Genre-straddling composer Anna Meredith picks the passions that keep her focused and, well, erm, fuel her creative life… hold on to your hats

HIP HOP ABS

“I’ve never been remotely sporty and had resigned myself to being the person who endlessly gets hit on the head with a football and can never land a piece of paper in a bin, but I’ve become slightly obsessed with Shaun T, the American trainer behind the ‘Hip Hop Abs’ home workout programme. I discovered it through some horrendous infomercial, but I did it religiously for a year. I still try to workout nearly every day because it’s the only thing that makes me feel I’ve got any structure and it’s something I can feel good about, even if I fail to write a single note.”

TATSU ROLLERCOASTER

“I’ve always been a complete wuss, a goody-goody, squeaky clean type of person, but I decided around 10 years ago to do a few things that scare me a little. I’ve always been petrified of anything theme park-related, so I started going to Thorpe Park and a few others. I now have this odd relationship with roller-coasters: I’m sort of fixated while being absolutely petrified. I spend a worrying amount of time watching online point-of-view videos of roller-coasters.

“The one I couldn’t get my head around was this flying roller-coaster at Six Flags in LA called Tatsu. I finally went on it this year. You climb into the seat, which then tips backwards so that your back is parallel with the coaster and your arms and legs are dangling. You genuinely feel like you’re flying. It was just as amazing and terrifying as I imagined. I do seem to have developed this Dickensian gluttony for punishment and pushing myself.”

DENIAL

“Denial is a very useful musical state to be in. When I’m doing anything creative, I manage to block out all the shit that I know could easily paralyse me. I’ve learnt to completely disengage with thoughts about how big an audience I’m playing to, which reviewers might be there etc. I’m quite an anxious person in general, but I don’t want to write anxious music so a state of blissful ignorance while composing is incredibly helpful to me. To do this, I’ve learned to create conditions where I can feel musically confident and swaggering. I avoid listening to music, I listen to podcasts and audio books instead. I get into this hermit-like state and get on with it.”

WATERING THE LAWN

“A year ago I moved into a new place and I finally got a tiny garden with a little, completely unremarkable lawn. I’ve become completely fixated with its wellbeing. I have this odd parental responsibility for it. When I went on holiday, the only thing I could think about was, ‘Would the lawn be OK when I got back?’. Having some low-level meditative thing to check in on is quite a useful thing I find.”

WIND BANDS

“I got into music by playing clarinet and percussion in wind bands. They’re the least fashionable of your high school music groups, but I’ve got such a soft spot for that sound. I think it’s that feeling of being immersed in the middle of this big, warm sound, like a bath. Those pieces I played as a teenager are so embedded in me. I’ve got a friend from that background and, in the coolest of ways, we like to sing our way through the clarinet parts of Holst’s ‘First Suite In E-Flat’ for example. There’s just something about the energy of a wind band that’s so deep-rooted. I’m very fond of it.”

AUDIO BOOKS

“I’m a bit of a worrier and an over-thinker, so audio books have become a way for me to have something else in my head. When you’re writing music you reach this ‘Champagne cork’ moment, when you don’t have to think creatively anymore – your role becomes more administrative. Then you can swap all that exhausting concentration for sheer slog, and I’ve found that audio books fill that channel neatly. I plough through them and normally look for the beefier ones. Anything over the 10-hour mark works for me. Right now I’m listening to some Stephen King, before that it was Philip Pullman, some Sherlock Holmes and ‘Sapiens: A Brief History Of Humankind’ by Yuval Noah Harari.
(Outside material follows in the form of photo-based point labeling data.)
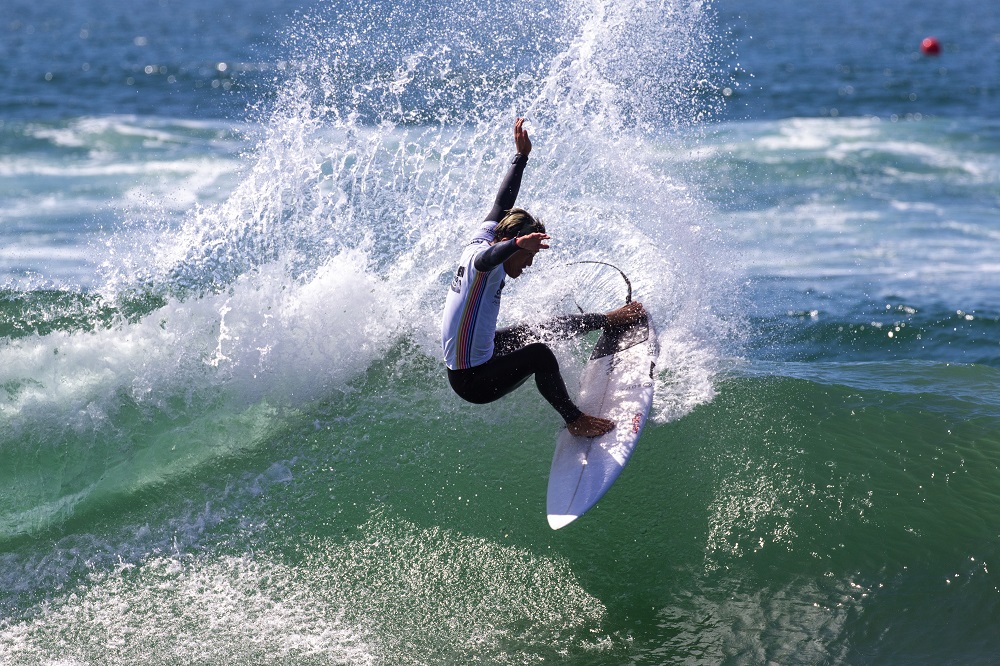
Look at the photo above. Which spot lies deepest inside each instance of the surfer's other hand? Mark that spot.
(626, 315)
(590, 426)
(521, 140)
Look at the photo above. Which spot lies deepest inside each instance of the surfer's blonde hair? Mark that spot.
(517, 222)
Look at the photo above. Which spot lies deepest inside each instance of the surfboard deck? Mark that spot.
(617, 384)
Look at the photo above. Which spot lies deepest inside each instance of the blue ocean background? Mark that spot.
(226, 232)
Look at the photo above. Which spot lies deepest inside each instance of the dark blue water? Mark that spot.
(226, 232)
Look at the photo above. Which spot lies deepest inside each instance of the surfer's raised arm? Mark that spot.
(511, 184)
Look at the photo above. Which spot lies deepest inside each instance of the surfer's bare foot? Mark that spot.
(590, 426)
(626, 315)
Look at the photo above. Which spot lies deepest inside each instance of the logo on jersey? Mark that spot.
(456, 284)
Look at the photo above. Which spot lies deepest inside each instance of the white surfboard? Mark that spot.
(617, 384)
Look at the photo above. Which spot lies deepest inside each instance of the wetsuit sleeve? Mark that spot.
(509, 188)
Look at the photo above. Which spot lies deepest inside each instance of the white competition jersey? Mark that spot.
(472, 306)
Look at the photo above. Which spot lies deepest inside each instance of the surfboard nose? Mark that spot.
(560, 520)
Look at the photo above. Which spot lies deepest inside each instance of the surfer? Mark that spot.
(484, 363)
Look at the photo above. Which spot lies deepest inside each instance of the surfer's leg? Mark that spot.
(512, 338)
(502, 374)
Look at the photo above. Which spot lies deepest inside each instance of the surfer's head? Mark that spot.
(517, 222)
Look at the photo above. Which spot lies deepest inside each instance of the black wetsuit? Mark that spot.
(515, 358)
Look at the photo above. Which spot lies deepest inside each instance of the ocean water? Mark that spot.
(226, 232)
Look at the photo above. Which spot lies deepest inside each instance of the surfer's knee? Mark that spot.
(542, 357)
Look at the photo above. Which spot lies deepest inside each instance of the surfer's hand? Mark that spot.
(626, 315)
(521, 140)
(532, 242)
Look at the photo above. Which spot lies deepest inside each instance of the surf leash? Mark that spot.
(628, 299)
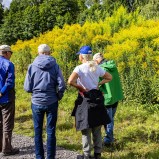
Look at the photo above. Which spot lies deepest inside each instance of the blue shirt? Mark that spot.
(44, 80)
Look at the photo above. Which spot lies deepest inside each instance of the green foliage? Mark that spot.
(1, 14)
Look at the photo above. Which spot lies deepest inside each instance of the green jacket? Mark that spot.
(112, 90)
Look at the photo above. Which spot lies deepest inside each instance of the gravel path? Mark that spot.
(26, 146)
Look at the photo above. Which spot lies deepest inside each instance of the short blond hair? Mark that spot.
(92, 64)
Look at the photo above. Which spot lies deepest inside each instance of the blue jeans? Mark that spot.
(109, 128)
(38, 118)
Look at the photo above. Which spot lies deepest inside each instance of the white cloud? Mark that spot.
(6, 3)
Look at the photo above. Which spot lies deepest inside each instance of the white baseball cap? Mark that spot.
(5, 48)
(43, 48)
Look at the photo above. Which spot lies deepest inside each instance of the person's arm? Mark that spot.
(10, 80)
(28, 84)
(61, 84)
(73, 82)
(106, 78)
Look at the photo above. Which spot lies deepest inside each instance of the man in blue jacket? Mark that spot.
(45, 81)
(7, 101)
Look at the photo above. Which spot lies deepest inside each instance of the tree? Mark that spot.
(1, 13)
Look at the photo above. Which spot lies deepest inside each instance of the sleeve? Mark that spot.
(28, 85)
(10, 80)
(77, 70)
(101, 71)
(61, 84)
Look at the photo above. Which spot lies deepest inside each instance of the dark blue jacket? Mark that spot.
(44, 80)
(7, 80)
“You can carry these things around with you, and have them as the first thing you hear when you wake up and the last before you go to sleep. It’s that British politeness gland kicking in – you feel that if someone’s talking to you it’d be rude to not listen. So audio books make me pay attention, in a way that printed books sadly do not, and they help occupy quite a bit of headspace for me.”

BOARD GAMES

“I’m really into playing board games with friends. I get together with a bunch of composer pals and we put our phones away and have a games night once a week. We’re currently obsessed with this game called Pandemic. What’s lovely about it is that it’s cooperative, we’re all working together to ‘save the world’. So much of life is about competing and comparing yourself. The way the game escalates, it feels exponentially panicky, so it’s surprisingly absorbing. A nice wholesome activity.”